Master Plan Revealed For The Rebuilding Of Ellicott City After Historic Storm

Ellicott City, Md. (WJZ)– It’s been nearly a year since the catastrophic flooding of historic Ellicott City.

The region has made some major progress in rebuilding and recovery, but there is still work to be done.

Howard County unveiled plans Wednesday to make the city more resilient to any future flooding.

It’s a combination of tons of research and community input that will ultimately boil down into a well-planned road map for long-term rebuilding.

The deadly flooding that ravaged Ellicott City is forever ingrained in the minds of many. It’s been nearly a year since the dramatic images first began making headlines.

The National Weather Service called it a one in a thousand-year flood.

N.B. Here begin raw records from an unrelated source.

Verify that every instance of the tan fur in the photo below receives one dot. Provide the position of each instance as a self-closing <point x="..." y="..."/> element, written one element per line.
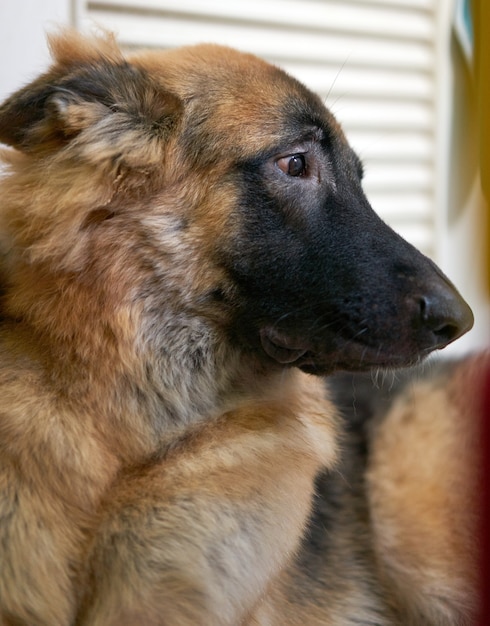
<point x="68" y="438"/>
<point x="423" y="486"/>
<point x="152" y="472"/>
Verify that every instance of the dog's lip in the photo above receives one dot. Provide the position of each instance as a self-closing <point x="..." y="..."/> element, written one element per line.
<point x="281" y="347"/>
<point x="340" y="354"/>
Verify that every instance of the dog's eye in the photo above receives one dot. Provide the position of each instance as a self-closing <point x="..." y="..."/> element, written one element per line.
<point x="293" y="165"/>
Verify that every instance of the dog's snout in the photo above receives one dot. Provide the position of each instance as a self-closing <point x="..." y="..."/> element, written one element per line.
<point x="445" y="315"/>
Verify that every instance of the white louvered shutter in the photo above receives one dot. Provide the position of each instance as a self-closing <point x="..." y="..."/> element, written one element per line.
<point x="373" y="61"/>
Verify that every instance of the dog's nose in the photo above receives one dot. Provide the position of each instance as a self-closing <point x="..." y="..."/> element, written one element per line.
<point x="445" y="315"/>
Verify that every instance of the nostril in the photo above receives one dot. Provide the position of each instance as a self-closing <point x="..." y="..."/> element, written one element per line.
<point x="447" y="318"/>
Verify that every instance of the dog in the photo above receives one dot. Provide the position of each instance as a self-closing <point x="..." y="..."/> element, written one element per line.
<point x="187" y="251"/>
<point x="394" y="534"/>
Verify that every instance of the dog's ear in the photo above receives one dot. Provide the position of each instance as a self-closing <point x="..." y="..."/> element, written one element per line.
<point x="91" y="94"/>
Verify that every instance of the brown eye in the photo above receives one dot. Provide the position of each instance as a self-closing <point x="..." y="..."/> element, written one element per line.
<point x="293" y="165"/>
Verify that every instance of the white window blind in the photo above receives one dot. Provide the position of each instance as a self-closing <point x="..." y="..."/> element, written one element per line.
<point x="374" y="62"/>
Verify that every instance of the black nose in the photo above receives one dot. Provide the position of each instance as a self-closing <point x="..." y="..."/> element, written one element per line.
<point x="444" y="315"/>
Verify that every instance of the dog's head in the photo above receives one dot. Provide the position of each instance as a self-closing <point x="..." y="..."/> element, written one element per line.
<point x="211" y="183"/>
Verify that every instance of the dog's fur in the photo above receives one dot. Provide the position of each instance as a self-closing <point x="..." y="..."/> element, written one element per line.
<point x="186" y="242"/>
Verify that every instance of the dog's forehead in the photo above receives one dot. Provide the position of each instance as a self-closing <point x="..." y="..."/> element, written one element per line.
<point x="239" y="95"/>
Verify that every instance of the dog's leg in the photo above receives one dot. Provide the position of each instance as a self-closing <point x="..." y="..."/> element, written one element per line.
<point x="195" y="539"/>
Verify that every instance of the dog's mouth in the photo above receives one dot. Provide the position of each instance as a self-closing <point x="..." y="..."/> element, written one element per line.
<point x="281" y="347"/>
<point x="336" y="354"/>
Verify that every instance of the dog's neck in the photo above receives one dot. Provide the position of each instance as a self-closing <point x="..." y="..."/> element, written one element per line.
<point x="145" y="378"/>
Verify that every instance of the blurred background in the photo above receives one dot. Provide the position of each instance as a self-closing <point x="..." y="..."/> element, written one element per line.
<point x="400" y="75"/>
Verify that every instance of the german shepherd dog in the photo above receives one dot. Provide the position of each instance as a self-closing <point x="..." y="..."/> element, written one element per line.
<point x="187" y="251"/>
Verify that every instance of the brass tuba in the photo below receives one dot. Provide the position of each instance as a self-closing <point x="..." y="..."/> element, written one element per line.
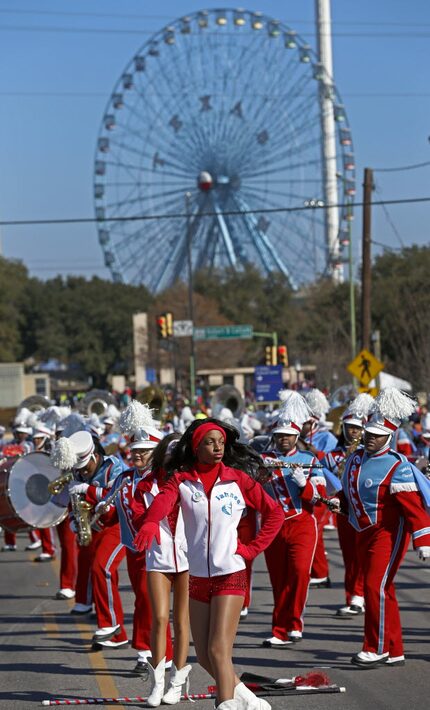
<point x="228" y="397"/>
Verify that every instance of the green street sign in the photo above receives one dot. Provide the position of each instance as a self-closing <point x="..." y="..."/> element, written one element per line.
<point x="224" y="332"/>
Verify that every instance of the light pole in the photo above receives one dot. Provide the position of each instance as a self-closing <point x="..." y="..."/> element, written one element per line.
<point x="190" y="298"/>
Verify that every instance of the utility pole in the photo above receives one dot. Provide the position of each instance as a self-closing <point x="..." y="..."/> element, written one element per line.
<point x="366" y="260"/>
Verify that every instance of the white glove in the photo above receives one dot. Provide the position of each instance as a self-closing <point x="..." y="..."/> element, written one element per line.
<point x="298" y="476"/>
<point x="423" y="553"/>
<point x="101" y="508"/>
<point x="268" y="461"/>
<point x="76" y="487"/>
<point x="73" y="526"/>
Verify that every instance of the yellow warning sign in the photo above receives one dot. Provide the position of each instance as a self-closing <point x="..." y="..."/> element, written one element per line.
<point x="365" y="367"/>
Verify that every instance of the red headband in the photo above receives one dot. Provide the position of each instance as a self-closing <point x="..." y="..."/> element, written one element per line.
<point x="201" y="431"/>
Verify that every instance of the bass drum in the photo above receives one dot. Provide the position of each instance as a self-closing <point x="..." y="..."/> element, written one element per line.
<point x="25" y="501"/>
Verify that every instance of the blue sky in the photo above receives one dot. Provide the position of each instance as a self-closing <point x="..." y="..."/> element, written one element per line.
<point x="56" y="80"/>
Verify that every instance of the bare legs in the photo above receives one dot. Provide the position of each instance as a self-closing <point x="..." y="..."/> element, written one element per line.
<point x="214" y="628"/>
<point x="159" y="587"/>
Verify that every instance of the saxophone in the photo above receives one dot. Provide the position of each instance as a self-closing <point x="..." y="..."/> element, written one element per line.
<point x="56" y="486"/>
<point x="81" y="511"/>
<point x="355" y="443"/>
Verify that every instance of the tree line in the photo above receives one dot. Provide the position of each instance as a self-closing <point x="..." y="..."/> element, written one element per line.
<point x="88" y="323"/>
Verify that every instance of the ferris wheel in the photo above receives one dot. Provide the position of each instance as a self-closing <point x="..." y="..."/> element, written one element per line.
<point x="210" y="149"/>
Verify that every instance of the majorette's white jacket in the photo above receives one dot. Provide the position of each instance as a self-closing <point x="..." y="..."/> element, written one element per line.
<point x="211" y="523"/>
<point x="171" y="554"/>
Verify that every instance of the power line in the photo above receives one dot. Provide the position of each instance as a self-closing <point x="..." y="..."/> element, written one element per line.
<point x="181" y="215"/>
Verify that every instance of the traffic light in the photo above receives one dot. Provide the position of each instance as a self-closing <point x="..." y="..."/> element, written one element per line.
<point x="162" y="326"/>
<point x="271" y="355"/>
<point x="169" y="323"/>
<point x="283" y="355"/>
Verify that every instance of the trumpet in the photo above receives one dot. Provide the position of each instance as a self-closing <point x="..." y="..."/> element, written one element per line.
<point x="56" y="486"/>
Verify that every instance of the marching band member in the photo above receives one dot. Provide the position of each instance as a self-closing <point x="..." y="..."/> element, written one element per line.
<point x="384" y="496"/>
<point x="353" y="421"/>
<point x="97" y="563"/>
<point x="206" y="480"/>
<point x="319" y="441"/>
<point x="137" y="422"/>
<point x="289" y="557"/>
<point x="167" y="571"/>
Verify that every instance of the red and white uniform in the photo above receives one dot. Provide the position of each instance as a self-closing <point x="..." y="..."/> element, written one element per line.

A months worth of rain fell in just two hours. Immediately the focus shifted to rebuilding and planning for the future.

“We’ve been doing a lot of studies since then we’ve doing a lot of work since then,” said Howard County Executive Allan Kittleman.

For decades flooding has been a concern in Ellicott City in part because of where the city sits.

Now engineers and the public have been working together to devise a master plan to help better prepare the region for any future flooding that may occur.

“The reality is that our town is going to flood at some point but how can we deter those flood waters from completely destroying everything that we have invested in our community,” said business owner Angela Tersiguel.

Work is still ongoing in helping rebuild historic Ellicott City. More than 20 projects are in the works, all building towards the master plan at hand.

A lot of the work is centered on infrastructure and taking a closer look at nearby waterways.

“I’m still amazed everyday that we were able to get open and rebuild,” said another business owner.

A big part of the plan is a unique flood model that not only recreates the historic flooding but allows researchers to see how other storms could impact the region in the future.

The master plan will take years to decades to fully implement.